I am reading a very insightful book titled, “Why Does He Do That?” by Lundy Bancroft. On page 21, Lundy writes: “In one important way, an abusive man works like a magician. His tricks largely rely on getting you to look off in the wrong direction, distracting your attention so that you won’t notice where the real action is. He draws you into focusing on the turbulent world of his feelings to keep your eyes turned away from the true cause of his abusiveness, which lies in how he thinks. He leads you into a convoluted maze, making your relationship with him a labyrinth of twists and turns.
He wants you to puzzle over him, to try to figure him out, as though he were a wonderful but broken machine for which you need only to find and fix the malfunctioning parts to bring it roaring to its full potential.
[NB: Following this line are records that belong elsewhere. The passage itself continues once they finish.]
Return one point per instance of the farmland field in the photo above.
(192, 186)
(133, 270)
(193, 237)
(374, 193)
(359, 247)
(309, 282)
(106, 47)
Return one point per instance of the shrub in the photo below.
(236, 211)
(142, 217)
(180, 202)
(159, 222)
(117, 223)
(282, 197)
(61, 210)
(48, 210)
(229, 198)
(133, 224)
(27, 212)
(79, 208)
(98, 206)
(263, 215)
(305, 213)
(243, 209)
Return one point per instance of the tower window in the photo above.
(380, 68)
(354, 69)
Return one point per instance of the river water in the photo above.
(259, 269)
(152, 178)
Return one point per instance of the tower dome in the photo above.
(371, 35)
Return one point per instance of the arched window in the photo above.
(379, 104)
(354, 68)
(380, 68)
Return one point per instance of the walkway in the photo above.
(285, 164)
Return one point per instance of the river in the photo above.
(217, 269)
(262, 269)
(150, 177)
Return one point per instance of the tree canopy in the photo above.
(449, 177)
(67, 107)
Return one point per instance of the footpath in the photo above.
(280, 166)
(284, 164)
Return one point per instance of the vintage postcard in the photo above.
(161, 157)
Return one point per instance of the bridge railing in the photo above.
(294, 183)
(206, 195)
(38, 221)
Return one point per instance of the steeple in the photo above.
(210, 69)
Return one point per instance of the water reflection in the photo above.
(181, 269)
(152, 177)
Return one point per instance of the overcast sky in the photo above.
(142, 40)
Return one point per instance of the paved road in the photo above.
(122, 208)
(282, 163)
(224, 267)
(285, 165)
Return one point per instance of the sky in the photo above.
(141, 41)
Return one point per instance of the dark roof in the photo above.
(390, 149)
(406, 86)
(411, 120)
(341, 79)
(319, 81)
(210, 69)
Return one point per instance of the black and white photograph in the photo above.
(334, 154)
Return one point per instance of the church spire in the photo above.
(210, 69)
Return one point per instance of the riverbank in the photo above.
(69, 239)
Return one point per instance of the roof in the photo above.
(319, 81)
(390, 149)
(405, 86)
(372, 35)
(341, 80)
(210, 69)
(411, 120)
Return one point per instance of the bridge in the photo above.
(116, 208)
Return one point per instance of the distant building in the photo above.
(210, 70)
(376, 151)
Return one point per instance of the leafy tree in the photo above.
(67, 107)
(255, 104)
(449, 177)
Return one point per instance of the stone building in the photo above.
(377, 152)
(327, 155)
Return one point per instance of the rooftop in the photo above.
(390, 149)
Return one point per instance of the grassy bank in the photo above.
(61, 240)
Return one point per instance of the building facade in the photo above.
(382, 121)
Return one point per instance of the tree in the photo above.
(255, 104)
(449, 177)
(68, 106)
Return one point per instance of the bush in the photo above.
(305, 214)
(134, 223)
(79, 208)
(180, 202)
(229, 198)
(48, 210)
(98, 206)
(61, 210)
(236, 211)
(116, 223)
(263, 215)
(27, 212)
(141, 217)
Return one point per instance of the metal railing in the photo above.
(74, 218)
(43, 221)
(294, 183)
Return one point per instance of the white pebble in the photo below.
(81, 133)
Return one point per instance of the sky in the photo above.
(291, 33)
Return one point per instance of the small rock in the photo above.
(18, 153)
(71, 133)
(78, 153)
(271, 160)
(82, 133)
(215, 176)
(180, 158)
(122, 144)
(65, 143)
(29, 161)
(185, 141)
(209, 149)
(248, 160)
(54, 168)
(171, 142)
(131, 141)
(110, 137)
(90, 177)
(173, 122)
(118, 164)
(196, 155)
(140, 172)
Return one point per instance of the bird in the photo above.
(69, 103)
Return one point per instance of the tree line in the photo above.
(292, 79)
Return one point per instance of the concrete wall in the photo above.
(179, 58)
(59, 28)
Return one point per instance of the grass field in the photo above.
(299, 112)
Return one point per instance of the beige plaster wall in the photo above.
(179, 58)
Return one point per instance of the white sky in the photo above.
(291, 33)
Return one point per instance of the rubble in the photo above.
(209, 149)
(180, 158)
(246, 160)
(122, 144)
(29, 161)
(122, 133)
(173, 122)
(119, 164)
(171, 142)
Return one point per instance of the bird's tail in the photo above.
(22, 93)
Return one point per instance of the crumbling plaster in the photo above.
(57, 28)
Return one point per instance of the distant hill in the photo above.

His desire, though he may not admit it even to himself, is that you wrack your brain in this way so that you won’t notice the patterns and logic of his behavior, the consciousness behind the craziness.
To further divert your gaze, he may work to shape your views of his past partners to keep you from talking to them directly and to prepare you to disbelieve them should you happen to hear what they say. If you could follow the thread of his conduct over a series of relationships, you would find out that his behavior isn’t as erratic as it looks; in fact, it follows a fairly consistent pattern from woman to woman, except for brief relationships or ones that he isn’t that serious about.
Above all, the abusive man wants to avoid having you zero in on his abusiveness itself. So he tries to fill your head up with excuses and distortions and keep you weighed down with self-doubt and self-blame. And, unfortunately, much of the society tends to follow unsuspectingly along behind him, helping him to close your eyes, and his own, to his problem.